Rising metal prices in 1853 make difficult year for U.S. Mint

This copper-nickel pattern small cent was struck using a regular-issue quarter eagle die and a specially designed die showing the denomination with a wreath.

Images courtesy of Heritage Auctions.

While preparing to move a bookcase in January, I found a copy of the 1853 U.S. Treasury secretary’s report to the Senate wedged behind the books. I don’t remember buying it, but it makes for interesting reading and provides a glimpse into the operation of the U.S. Mint in the run-up to coinage of small cents.

The 21-page report is disbound from a larger book, likely that year’s presidential papers, and has the wonderful three-dimensional feel of handset type.

Unlike the annual Mint director’s report, which concerns itself with production, the Treasury report speaks to the cost of doing business. The report details wages and miscellaneous expenditures.

The year was a difficult one for the Mint.

Rising metal prices were placing a cross-hair on copper and silver coins. Gold coins were produced in abundance as gold poured into the channels of commerce from the California Gold Rush.

Since 1850, the Mint had been experimenting with smaller cents. The issue became even more critical in 1853 when copper crossed the 40-cent-a-pound mark, the point, when labor is factored in, that it cost the government more than a cent to make a cent.

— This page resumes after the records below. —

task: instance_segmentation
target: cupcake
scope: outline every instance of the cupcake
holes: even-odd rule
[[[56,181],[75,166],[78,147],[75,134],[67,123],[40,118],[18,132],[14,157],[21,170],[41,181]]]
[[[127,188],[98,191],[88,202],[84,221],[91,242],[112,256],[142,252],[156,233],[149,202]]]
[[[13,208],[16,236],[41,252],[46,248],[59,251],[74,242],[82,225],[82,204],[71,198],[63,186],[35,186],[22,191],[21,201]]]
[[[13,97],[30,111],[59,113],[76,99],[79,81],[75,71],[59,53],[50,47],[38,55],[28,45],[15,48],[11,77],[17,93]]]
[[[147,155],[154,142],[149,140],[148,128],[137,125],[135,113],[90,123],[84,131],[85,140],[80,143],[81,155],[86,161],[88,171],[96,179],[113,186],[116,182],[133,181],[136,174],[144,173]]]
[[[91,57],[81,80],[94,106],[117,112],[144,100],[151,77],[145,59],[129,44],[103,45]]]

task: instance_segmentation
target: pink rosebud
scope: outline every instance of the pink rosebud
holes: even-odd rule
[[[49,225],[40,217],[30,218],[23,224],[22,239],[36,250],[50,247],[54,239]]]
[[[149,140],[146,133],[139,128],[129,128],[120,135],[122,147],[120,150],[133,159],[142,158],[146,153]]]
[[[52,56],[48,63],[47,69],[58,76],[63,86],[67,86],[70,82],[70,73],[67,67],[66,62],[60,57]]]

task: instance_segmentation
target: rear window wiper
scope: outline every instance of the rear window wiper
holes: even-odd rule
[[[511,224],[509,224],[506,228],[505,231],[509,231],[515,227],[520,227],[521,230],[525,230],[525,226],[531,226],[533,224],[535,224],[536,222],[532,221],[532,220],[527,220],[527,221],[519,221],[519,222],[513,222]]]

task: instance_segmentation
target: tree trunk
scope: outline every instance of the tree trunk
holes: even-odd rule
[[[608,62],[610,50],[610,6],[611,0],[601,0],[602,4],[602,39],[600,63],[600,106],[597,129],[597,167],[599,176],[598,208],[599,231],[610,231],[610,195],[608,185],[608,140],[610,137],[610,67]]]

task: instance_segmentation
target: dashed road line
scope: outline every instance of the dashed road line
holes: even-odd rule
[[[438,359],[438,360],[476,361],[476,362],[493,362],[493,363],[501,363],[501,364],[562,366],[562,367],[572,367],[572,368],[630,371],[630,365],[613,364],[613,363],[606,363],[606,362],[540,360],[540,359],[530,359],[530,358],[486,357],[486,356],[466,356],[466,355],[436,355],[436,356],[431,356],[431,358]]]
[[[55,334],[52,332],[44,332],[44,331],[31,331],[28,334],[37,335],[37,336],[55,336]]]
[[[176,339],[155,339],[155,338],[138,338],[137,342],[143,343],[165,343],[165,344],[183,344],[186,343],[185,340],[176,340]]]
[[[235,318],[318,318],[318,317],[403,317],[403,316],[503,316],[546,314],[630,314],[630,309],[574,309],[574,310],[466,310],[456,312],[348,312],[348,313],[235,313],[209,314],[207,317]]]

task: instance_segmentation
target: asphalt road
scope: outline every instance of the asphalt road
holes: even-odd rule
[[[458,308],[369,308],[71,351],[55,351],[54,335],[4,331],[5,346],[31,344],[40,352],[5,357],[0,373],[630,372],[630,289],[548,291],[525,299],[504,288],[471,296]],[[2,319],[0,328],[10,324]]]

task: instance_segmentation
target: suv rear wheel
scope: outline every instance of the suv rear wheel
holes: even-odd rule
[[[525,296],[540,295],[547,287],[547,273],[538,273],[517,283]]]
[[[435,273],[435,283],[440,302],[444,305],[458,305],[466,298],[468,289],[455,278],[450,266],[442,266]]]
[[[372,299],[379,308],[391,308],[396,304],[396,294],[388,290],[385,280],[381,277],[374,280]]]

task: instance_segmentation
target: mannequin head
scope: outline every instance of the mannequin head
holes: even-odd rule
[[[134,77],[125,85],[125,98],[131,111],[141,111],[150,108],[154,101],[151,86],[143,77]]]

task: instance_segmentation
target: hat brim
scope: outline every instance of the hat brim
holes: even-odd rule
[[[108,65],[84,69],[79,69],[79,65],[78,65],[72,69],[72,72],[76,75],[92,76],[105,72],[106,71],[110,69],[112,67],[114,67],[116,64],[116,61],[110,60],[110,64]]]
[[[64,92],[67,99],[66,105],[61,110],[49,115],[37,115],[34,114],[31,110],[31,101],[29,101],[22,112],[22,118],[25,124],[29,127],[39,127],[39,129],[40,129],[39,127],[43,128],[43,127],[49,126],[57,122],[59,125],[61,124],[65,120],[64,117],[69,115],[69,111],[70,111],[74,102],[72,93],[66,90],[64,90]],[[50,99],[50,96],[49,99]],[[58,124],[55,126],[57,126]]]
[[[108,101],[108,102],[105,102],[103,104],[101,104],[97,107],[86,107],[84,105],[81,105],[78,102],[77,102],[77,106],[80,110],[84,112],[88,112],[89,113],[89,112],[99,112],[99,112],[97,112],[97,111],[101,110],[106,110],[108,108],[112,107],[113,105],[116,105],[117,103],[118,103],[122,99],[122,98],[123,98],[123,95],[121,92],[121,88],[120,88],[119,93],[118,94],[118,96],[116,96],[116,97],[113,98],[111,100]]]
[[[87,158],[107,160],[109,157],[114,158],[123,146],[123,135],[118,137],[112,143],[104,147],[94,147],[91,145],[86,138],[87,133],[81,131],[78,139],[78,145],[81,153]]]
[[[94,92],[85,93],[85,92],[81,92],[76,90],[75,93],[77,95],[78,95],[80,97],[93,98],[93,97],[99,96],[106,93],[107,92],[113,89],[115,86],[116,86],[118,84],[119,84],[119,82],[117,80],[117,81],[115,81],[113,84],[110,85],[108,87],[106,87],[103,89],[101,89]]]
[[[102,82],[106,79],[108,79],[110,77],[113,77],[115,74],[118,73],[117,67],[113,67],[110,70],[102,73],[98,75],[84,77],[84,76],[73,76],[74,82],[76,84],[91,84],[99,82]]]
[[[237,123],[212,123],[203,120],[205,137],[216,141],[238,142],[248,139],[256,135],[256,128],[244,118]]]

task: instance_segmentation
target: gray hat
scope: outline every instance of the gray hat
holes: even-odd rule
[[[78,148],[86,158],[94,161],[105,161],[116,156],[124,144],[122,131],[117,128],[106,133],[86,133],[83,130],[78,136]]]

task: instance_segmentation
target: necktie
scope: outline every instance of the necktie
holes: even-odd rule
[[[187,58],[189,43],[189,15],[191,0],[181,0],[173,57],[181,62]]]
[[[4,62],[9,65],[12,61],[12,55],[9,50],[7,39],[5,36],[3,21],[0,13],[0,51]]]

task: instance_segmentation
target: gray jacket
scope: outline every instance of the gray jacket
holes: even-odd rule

In 1853, the Mint produced an extensive series of pattern cents in copper, copper-nickel and billon (copper-silver). The Mint repurposed a quarter-eagle obverse die to produce many of the coins. The reverse showed the words ONE CENT within a wreath. Others were uniface, using just the denomination reverse.

The 1853 Treasury report shows that the Mint paid W. Coffin & Co. $147.50 for nickel.

Four years later the copper-nickel alloy won. “White” cents produced from 1857 through mid-1864 were made of copper-nickel.

In mid-1853, the Mint reacted to rising silver prices by reducing the weight of half dimes, dimes, quarter dollars and half dollars. The new lightweight coins had arrows beside the date. Older silver coins were quickly set aside by the public for their higher silver content. The Mint ramped up production of lightweight coins to meet the demands of commerce.

The Mint had an annual payroll of about $120,000 in 1853. Mint Director J.R. Snowden was the highest paid, taking home $3,500 a year. Chief Coiner Franklin Peale, who designed the Mint’s coinage presses, and engraver James B. Longacre, famous for the Indian Head cent, were paid $2,000 a year, slightly more than the $1,800 judges were paid in Pennsylvania and 5.3 times more than the $376-a-year skilled laborers earned in manufacturing.